Die ersten drei Tage beschäftigt sich Gott damit, aus der formlosen Erde eine geordnete Form herzustellen – Ordnung. Er teilt dreimal. Am ersten Tag scheidet er Licht und Finsternis, am zweiten Tag scheidet er Wasser oben und Wasser unten, am dritten Tag scheidet er Wasser und Land.
Durch diese Scheidung entsteht jeweils ein neuer Lebensraum. Am ersten Tag entsteht der Kosmosraum, also der Raum, den wir Kosmos nennen. Am zweiten Tag entsteht durch die Scheidung von Wasser oben und unten die Atmosphäre, die die Bibel „Himmel“ oder „Ausdehnung“ nennt – also der Himmel im Sinne von „sky“.
Am dritten Tag entsteht der Lebensraum „Land“. In genau dieser Reihenfolge werden die Räume gefüllt.
Am vierten Tag wird der Kosmosraum mit Sternen, Sonne und Mond gefüllt.

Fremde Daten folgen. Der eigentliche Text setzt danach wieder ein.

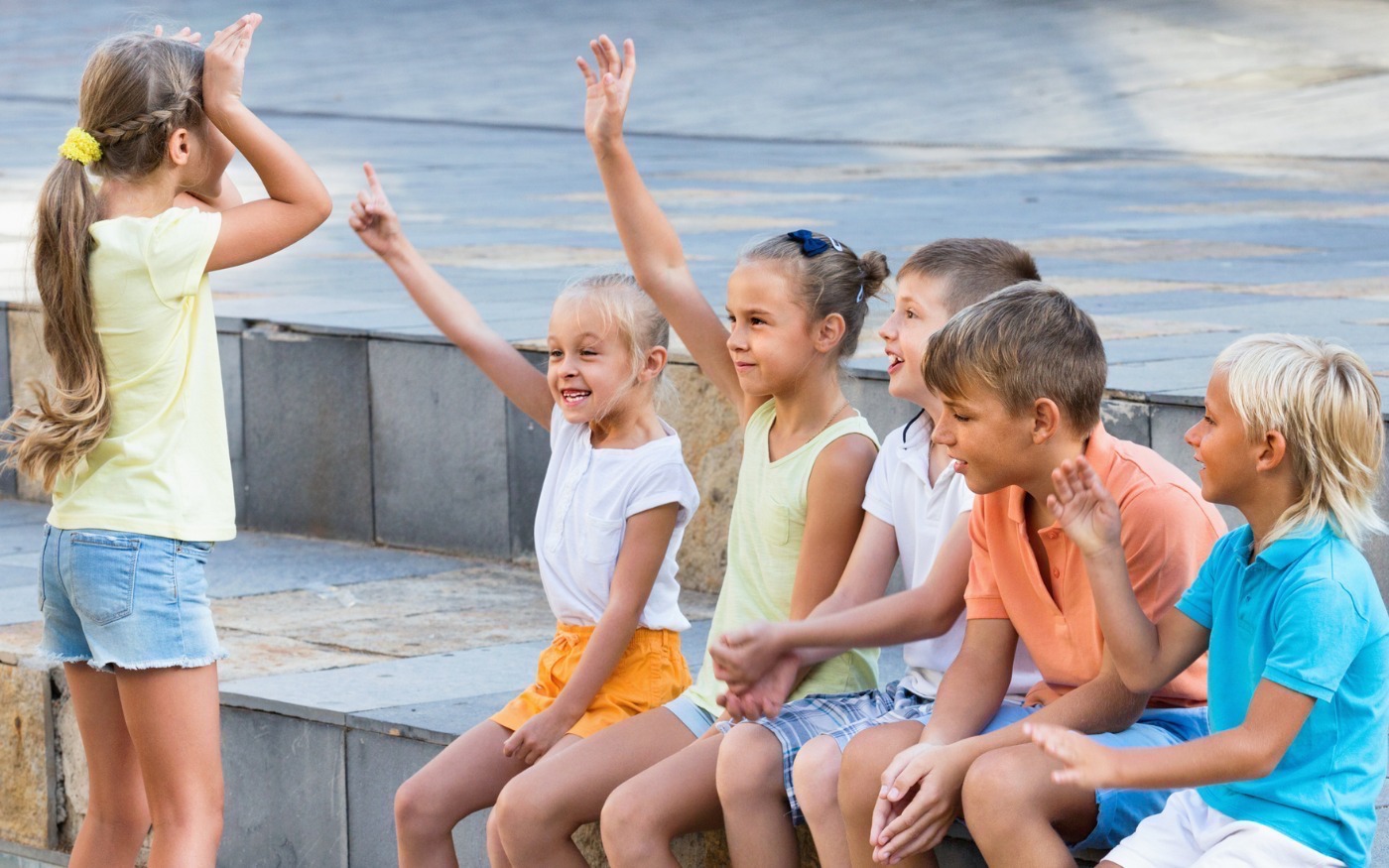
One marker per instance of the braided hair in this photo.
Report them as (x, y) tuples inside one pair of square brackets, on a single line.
[(136, 90)]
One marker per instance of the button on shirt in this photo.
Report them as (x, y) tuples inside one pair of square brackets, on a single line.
[(1305, 614)]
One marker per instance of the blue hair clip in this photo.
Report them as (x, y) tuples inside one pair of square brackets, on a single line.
[(809, 243)]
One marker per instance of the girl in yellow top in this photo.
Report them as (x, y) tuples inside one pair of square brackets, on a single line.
[(132, 437), (796, 303)]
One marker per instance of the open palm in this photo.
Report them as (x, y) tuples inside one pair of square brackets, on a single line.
[(608, 86)]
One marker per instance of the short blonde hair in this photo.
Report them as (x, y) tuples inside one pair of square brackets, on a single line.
[(1324, 400), (1024, 343), (621, 305)]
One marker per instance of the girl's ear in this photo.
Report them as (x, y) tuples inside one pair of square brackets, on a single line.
[(1270, 451), (829, 332), (1046, 420), (653, 364), (180, 148)]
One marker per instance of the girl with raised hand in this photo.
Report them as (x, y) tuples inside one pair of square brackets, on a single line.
[(615, 500), (132, 437), (796, 303)]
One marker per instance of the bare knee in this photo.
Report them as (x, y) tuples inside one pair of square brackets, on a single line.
[(749, 766), (816, 777), (629, 835)]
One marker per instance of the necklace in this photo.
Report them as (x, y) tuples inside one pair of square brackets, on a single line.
[(825, 427)]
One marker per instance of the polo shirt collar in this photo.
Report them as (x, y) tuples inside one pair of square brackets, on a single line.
[(1289, 549), (1099, 451)]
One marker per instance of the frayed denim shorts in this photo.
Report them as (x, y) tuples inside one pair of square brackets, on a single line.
[(118, 600)]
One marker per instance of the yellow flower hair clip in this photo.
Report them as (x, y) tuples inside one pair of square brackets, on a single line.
[(80, 148)]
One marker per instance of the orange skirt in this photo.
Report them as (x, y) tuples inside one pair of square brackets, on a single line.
[(649, 674)]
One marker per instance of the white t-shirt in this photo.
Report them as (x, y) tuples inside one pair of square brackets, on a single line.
[(585, 502), (900, 492)]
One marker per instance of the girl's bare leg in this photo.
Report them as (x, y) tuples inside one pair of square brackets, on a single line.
[(753, 798), (173, 718), (816, 777), (118, 815), (673, 798), (464, 778), (539, 811)]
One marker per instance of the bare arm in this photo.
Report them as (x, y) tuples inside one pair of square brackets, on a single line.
[(1250, 750), (298, 201), (1146, 656), (643, 548), (649, 240), (378, 226), (857, 614)]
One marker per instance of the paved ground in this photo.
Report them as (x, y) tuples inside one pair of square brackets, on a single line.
[(1191, 171)]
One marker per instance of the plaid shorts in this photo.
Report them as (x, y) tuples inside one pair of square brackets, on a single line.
[(839, 715)]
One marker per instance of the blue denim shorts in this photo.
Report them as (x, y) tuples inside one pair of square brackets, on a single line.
[(121, 600)]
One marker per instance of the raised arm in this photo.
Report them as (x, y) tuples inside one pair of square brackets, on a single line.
[(1146, 656), (298, 201), (652, 246), (378, 226)]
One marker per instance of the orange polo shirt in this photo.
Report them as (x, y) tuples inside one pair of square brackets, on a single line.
[(1169, 532)]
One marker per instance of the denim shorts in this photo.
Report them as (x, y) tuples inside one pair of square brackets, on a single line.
[(121, 600)]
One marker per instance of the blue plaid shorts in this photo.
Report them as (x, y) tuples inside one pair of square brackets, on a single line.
[(839, 715)]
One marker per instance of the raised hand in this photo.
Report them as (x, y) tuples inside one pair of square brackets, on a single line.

Am fünften Tag wird der Wasserraum mit Wassertieren gefüllt, und die Atmosphäre mit Vögeln. Am sechsten Tag wird der Landraum mit Landtieren und Menschen gefüllt.
Gott ist sehr strukturiert in seiner Schöpfung und lässt sich sechs Tage Zeit, um diese Ordnung herzustellen.
Das hat nichts damit zu tun, dass Gott am Anfang alles in einem Moment geordnet hätte, dann jemand alles durcheinandergebracht hat, und Gott danach noch einmal sechs Tage gebraucht hätte, um alles neu zu schaffen. So war das nicht.
„Wüst“ bedeutet nicht Chaos, sondern Abwesenheit von geordneter Form. „Leer“ bedeutet Abwesenheit von Inhalt, von Fülle.
Manche sagen: „Aber in Jesaja 45,18 steht doch, dass Gott die Erde nicht als Öde geschaffen hat, sondern um bewohnt zu werden.“ Ich lese Jesaja 45,18 vor:
„So spricht Jahwe, der den Himmel geschaffen hat, er ist Gott, der die Erde gebildet und gemacht hat, er hat sie bereitet, nicht als Öde hat er sie geschaffen, sondern um bewohnt zu werden hat er sie gebildet.“
Manche sagen daraus: Siehst du, Gott hat die Erde nicht als Öde geschaffen, folglich war sie am ersten Tag schon fertig geschaffen, nicht wüst und leer. Dann kam Satan, machte sie kaputt, und sie wurde wüst und leer.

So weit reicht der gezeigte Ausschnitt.